One day, about a week and a half into it, I spotted the calf tentatively suckling Daisy!  He had been persistent enough in his attempts, and Daisy curious and calm enough in her nature, to allow this great step to occur.  And now there is no tentativeness about it.  He ambles up to her side and extends his long curving tongue, which is practically like a finger, and draws her teat into his mouth and absolutely gobbles.  For those who’ve never had an up-close view of a calf drinking off a cow, it’s really quite awesome - in the photo above, you can see the calf’s tongue reaching up and curling around the teat (his tongue is purple on the top and pink on the underside; the pink going into his mouth is the underside of his tongue, not the teat) creating a sort of seal up against the udder.  And they drink so heartily and singlemindedly that frothy milk-slobber is a given.  Daisy stands patiently with - and I may be anthropomorphising here - a look of serene fulfillment as the calf drinks from both front teats.  That’s the deal the calf and I have:  he gets the front two teats, and I get the back two.  I milk the back teats morning and evening and leave the front ones for him; he drinks from the front teats throughout the day and leaves the back ones for me.  It works fantastically.
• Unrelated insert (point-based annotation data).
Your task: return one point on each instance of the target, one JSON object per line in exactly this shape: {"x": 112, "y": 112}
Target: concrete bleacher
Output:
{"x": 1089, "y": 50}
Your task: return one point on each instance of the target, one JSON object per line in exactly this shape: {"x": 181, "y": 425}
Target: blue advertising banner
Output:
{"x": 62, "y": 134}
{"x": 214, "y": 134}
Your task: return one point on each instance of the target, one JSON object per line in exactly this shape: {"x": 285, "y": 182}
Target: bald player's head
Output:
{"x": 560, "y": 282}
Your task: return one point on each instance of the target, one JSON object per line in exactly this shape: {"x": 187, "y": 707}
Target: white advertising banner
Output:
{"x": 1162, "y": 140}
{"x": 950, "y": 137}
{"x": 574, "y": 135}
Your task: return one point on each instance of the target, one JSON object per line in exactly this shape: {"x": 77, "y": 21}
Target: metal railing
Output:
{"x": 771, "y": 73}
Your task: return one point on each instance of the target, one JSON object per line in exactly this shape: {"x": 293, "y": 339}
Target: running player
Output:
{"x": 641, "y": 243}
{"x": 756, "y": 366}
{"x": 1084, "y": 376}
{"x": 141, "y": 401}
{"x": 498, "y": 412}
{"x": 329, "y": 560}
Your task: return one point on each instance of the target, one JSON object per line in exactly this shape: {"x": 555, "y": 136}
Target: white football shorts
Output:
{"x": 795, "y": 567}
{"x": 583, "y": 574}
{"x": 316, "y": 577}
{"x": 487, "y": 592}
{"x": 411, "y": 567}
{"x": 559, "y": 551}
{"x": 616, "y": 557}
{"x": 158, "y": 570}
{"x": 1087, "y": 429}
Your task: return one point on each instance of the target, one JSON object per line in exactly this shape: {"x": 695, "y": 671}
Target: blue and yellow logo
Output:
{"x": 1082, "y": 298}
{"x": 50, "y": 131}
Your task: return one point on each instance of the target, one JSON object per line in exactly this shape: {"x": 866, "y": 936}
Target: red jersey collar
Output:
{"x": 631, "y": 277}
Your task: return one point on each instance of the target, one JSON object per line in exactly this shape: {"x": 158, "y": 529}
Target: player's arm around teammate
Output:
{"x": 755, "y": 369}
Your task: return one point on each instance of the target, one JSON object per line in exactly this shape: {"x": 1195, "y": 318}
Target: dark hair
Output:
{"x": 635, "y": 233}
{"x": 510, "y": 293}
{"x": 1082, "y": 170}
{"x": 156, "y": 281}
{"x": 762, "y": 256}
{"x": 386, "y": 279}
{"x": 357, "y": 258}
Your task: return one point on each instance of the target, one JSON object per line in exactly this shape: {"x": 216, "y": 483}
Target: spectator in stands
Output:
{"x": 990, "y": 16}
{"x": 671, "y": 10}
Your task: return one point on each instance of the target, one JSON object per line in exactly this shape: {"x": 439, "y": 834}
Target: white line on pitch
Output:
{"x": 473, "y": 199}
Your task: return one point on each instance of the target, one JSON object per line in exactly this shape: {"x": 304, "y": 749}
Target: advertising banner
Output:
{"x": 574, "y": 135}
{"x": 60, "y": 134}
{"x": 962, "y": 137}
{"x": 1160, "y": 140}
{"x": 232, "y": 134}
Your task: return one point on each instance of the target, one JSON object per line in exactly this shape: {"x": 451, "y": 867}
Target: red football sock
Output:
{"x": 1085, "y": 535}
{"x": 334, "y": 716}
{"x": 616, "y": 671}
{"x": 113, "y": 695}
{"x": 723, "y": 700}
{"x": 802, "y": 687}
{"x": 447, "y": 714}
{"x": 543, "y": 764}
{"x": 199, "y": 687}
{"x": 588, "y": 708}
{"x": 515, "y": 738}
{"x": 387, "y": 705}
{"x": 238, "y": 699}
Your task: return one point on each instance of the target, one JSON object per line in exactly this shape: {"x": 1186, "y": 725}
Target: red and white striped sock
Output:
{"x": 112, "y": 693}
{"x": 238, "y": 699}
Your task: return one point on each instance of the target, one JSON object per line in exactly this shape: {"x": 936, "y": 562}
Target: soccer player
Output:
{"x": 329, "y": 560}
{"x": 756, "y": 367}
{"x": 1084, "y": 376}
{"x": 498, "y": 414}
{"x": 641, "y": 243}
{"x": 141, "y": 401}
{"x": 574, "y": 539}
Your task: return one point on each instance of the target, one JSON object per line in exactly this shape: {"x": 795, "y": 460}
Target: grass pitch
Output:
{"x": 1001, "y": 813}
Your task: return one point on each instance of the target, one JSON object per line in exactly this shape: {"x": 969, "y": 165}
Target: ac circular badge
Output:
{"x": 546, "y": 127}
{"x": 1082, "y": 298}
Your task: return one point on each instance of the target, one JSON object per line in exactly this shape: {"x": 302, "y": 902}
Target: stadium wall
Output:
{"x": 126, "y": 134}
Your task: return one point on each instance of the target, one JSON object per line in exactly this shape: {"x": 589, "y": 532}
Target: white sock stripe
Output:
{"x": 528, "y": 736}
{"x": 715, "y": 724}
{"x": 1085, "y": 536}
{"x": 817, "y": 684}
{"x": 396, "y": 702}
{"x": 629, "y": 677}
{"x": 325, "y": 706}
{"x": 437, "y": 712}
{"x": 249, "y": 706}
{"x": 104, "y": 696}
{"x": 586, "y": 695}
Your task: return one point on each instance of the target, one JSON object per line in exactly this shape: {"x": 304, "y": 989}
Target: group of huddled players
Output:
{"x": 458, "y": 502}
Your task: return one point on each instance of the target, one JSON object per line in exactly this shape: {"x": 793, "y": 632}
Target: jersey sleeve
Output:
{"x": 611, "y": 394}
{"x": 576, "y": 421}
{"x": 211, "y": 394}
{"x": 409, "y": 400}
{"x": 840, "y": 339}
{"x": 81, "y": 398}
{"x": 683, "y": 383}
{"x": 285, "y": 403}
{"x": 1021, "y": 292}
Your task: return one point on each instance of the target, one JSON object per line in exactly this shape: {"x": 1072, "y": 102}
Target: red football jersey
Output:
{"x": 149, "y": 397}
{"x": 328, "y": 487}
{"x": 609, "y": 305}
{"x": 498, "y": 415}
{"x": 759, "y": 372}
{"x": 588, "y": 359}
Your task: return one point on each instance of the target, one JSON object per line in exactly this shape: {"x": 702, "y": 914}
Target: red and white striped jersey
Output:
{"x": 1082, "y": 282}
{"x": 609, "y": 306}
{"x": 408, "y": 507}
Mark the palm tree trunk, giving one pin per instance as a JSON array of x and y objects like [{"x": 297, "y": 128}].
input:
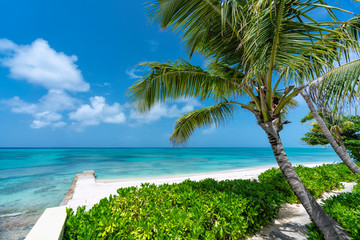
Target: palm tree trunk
[
  {"x": 340, "y": 141},
  {"x": 328, "y": 226},
  {"x": 342, "y": 154}
]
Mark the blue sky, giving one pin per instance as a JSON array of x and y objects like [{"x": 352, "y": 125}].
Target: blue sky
[{"x": 66, "y": 65}]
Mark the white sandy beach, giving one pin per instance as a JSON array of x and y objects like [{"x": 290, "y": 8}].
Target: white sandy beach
[
  {"x": 290, "y": 224},
  {"x": 88, "y": 191}
]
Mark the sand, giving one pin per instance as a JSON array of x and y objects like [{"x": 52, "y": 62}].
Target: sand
[{"x": 86, "y": 191}]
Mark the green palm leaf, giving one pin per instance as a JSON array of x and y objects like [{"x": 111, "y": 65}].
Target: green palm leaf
[
  {"x": 338, "y": 88},
  {"x": 207, "y": 116},
  {"x": 179, "y": 79}
]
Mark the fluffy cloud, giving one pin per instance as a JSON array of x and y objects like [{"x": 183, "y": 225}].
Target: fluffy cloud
[
  {"x": 164, "y": 110},
  {"x": 39, "y": 64},
  {"x": 154, "y": 45},
  {"x": 98, "y": 112},
  {"x": 47, "y": 111},
  {"x": 135, "y": 73},
  {"x": 209, "y": 130}
]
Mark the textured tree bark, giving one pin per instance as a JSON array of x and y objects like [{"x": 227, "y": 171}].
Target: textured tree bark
[
  {"x": 340, "y": 141},
  {"x": 342, "y": 154},
  {"x": 329, "y": 227}
]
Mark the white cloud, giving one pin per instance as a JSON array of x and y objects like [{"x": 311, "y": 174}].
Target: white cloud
[
  {"x": 98, "y": 112},
  {"x": 135, "y": 73},
  {"x": 154, "y": 45},
  {"x": 159, "y": 111},
  {"x": 39, "y": 64},
  {"x": 209, "y": 130},
  {"x": 47, "y": 111}
]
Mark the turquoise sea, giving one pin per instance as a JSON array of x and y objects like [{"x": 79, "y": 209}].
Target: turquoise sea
[{"x": 34, "y": 179}]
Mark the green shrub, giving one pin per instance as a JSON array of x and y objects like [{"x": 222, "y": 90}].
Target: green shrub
[
  {"x": 343, "y": 208},
  {"x": 189, "y": 210},
  {"x": 317, "y": 180},
  {"x": 357, "y": 188}
]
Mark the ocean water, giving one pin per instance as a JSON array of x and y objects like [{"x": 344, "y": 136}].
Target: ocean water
[{"x": 34, "y": 179}]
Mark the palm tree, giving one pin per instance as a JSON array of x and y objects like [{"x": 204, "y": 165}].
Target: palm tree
[
  {"x": 332, "y": 90},
  {"x": 338, "y": 125},
  {"x": 249, "y": 44}
]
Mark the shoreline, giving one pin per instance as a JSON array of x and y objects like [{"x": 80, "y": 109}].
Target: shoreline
[
  {"x": 88, "y": 191},
  {"x": 251, "y": 170}
]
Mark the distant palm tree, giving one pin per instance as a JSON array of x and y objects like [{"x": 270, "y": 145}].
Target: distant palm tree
[
  {"x": 333, "y": 90},
  {"x": 253, "y": 46},
  {"x": 337, "y": 126}
]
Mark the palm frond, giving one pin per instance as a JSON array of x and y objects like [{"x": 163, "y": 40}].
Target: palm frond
[
  {"x": 207, "y": 116},
  {"x": 338, "y": 88},
  {"x": 179, "y": 79}
]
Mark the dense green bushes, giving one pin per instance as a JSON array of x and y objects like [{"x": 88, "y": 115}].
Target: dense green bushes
[
  {"x": 190, "y": 210},
  {"x": 345, "y": 209},
  {"x": 318, "y": 179},
  {"x": 209, "y": 209}
]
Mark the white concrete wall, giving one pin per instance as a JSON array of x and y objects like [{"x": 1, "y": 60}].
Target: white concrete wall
[{"x": 50, "y": 225}]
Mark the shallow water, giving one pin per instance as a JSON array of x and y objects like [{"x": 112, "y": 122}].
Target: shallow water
[{"x": 34, "y": 179}]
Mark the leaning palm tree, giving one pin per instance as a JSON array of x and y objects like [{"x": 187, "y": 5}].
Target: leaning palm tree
[
  {"x": 337, "y": 125},
  {"x": 253, "y": 47},
  {"x": 333, "y": 90}
]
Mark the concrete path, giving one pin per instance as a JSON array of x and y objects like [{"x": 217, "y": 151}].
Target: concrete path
[{"x": 292, "y": 220}]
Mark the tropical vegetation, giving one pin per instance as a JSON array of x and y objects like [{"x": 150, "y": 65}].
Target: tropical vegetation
[
  {"x": 189, "y": 210},
  {"x": 207, "y": 209},
  {"x": 344, "y": 208},
  {"x": 317, "y": 180},
  {"x": 252, "y": 49},
  {"x": 346, "y": 131}
]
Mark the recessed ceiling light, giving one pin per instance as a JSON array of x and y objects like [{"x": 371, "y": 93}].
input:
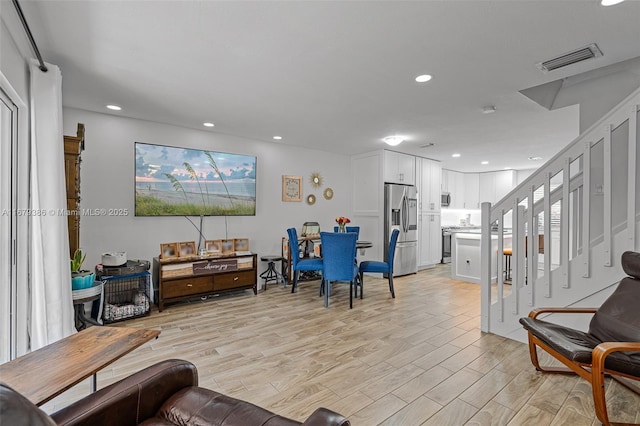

Daisy is like a really, really, really big dog.  She comes when called and follows me around without a halter, loves to be pet and scratched, walks through the corrals and straight to the milking stall without fail, and lets me use her as a sofa. It is such a decadent yet simple pleasure to lay against Daisy, reading a book, while she herself is laying in the sun chewing her cud.

The calf is gargantuan.  I think he’s quadrupled in size in the past three weeks.  He’s still a bull calf (as opposed to a steer calf, which is a male calf that has been castrated), and he’s probably-very-most-likely going to grow up to be a bull.  One reader emailed me with the advice, “Don’t name food,” but I don’t follow directions all that well and this calf has seven names.